Expecting a pup from this litter by Backhaus later this year.

IVO III Iedema X Tess Backhaus

www.bloedlijnen.nl/?BRN=22967

www.bloedlijnen.nl/?BRN=19256

We all know Berry II Jack Puts line, I like the female pedigree a lot over Django,Duco II Rambo ,Rudo
Als like the cobination Boy Backhaus X An Iedema, cobination goes also back to Rambo
Nico is the brother from the NVBK female Monaco both very powerfull dogs.out of Kelly Iedema
I,m expecting very exlposive dogs out of this litter can,t wait.


----------



## Brian Anderson (Dec 2, 2010)

Marcel Winter said:


> Expecting a pup from this litter by Backhaus later this year.
> 
> IVO III Iedema X Tess Backhaus
> 
> ...


should be some powerhouses out of that.


----------



## Marcel Winter (Mar 29, 2013)

Brian Anderson said:


> should be some powerhouses out of that.




I hope so...:wink:


----------



## Brian Anderson (Dec 2, 2010)

Marcel Winter said:


> Expecting a pup from this litter by Backhaus later this year.
> 
> IVO III Iedema X Tess Backhaus
> 
> ...


"NVBK female Monaco both very powerfull dogs.out of Kelly Iedema"

should produce very BIG dogs as well!

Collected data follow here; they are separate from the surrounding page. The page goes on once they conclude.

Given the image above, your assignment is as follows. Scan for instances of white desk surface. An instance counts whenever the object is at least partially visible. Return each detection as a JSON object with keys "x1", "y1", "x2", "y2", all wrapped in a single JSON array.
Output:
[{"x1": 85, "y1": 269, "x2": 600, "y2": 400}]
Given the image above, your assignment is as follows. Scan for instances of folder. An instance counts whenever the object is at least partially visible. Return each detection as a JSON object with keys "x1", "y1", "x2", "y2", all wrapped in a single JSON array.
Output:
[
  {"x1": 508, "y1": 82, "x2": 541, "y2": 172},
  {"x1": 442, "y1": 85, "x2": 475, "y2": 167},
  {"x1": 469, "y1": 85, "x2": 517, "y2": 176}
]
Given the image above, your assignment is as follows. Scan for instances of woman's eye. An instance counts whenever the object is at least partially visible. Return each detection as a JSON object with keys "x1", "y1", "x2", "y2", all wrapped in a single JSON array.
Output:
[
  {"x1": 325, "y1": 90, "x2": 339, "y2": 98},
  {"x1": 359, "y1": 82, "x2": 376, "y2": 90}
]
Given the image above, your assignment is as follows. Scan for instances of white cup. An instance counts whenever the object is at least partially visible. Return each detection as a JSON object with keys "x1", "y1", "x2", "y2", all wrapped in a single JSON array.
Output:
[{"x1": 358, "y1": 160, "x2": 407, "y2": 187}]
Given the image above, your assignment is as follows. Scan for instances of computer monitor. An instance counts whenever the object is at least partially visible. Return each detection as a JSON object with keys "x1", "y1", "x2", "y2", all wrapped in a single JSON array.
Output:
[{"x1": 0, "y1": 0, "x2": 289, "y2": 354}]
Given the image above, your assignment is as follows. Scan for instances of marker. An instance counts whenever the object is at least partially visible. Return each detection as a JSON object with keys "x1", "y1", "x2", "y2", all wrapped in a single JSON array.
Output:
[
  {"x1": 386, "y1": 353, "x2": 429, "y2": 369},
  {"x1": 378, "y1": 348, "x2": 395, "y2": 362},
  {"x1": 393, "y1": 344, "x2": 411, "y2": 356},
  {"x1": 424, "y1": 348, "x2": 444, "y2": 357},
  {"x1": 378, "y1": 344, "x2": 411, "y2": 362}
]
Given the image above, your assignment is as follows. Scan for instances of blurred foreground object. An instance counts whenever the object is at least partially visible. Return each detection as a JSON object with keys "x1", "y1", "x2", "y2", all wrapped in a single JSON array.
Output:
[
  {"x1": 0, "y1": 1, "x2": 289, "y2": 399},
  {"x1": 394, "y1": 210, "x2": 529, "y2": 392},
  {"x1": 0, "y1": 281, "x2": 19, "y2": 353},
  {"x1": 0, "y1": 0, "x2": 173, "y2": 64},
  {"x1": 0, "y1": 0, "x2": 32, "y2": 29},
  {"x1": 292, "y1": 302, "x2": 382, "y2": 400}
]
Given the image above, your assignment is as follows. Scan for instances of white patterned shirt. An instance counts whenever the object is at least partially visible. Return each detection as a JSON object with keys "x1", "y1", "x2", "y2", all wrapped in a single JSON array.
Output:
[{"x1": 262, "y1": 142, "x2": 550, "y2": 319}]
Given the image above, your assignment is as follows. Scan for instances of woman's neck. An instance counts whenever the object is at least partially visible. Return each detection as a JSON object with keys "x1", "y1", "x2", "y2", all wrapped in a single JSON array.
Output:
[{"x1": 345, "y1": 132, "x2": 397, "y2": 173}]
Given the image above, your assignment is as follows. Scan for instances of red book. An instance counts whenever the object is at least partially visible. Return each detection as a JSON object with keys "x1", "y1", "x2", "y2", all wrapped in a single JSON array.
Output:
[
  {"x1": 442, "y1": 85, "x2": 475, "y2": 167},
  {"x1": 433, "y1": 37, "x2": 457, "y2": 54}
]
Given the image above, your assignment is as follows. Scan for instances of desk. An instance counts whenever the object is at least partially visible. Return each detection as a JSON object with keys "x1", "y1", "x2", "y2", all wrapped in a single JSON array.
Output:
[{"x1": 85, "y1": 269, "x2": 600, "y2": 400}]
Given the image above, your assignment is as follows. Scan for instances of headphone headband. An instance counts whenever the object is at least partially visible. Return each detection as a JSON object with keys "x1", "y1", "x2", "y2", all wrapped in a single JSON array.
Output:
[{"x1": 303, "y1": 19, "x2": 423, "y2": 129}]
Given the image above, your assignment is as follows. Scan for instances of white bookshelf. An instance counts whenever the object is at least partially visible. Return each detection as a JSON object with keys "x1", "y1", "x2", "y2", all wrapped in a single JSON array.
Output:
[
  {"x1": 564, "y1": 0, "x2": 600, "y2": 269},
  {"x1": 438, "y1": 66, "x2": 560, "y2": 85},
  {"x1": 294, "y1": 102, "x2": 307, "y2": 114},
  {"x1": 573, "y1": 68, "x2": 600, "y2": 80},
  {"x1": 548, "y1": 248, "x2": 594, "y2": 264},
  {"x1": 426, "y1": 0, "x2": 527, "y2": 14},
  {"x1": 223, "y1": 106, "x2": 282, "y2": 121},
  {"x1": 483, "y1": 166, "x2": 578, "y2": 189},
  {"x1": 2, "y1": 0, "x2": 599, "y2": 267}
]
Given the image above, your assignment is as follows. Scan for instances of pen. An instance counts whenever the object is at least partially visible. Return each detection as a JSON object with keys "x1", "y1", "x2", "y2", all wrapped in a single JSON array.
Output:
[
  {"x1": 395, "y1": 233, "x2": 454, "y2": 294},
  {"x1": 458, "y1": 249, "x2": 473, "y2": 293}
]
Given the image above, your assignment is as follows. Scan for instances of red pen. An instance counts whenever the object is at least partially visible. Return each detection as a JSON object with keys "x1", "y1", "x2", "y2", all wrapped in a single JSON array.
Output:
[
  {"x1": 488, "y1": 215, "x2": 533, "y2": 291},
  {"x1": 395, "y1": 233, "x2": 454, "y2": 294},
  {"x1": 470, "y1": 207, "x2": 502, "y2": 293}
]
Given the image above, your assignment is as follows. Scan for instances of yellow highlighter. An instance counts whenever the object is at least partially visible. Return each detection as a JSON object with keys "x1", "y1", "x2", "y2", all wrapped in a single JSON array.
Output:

Love the power of that line


----------



## Marcel Winter (Mar 29, 2013)

Brian Anderson said:


> "NVBK female Monaco both very powerfull dogs.out of Kelly Iedema"
> 
> should produce very BIG dogs as well! Love the power of that line


Would be great like the BIG ones and the power too ,thanks Brian.


----------



## Christopher Jones (Feb 17, 2009)

Good luck with the new pup Marcel. Some nice bloodlines there for sure.


----------



## Alice Bezemer (Aug 4, 2010)

sounds like a nice line, any date set yet or still waiting for the female to go into heat?


----------



## Marcel Winter (Mar 29, 2013)

Alice Bezemer said:


> sounds like a nice line, any date set yet or still waiting for the female to go into heat?



End of July , early august expecting.


----------



## Marcel Winter (Mar 29, 2013)

Christopher Jones said:


> Good luck with the new pup Marcel. Some nice bloodlines there for sure.


 Thank you Christopher.


----------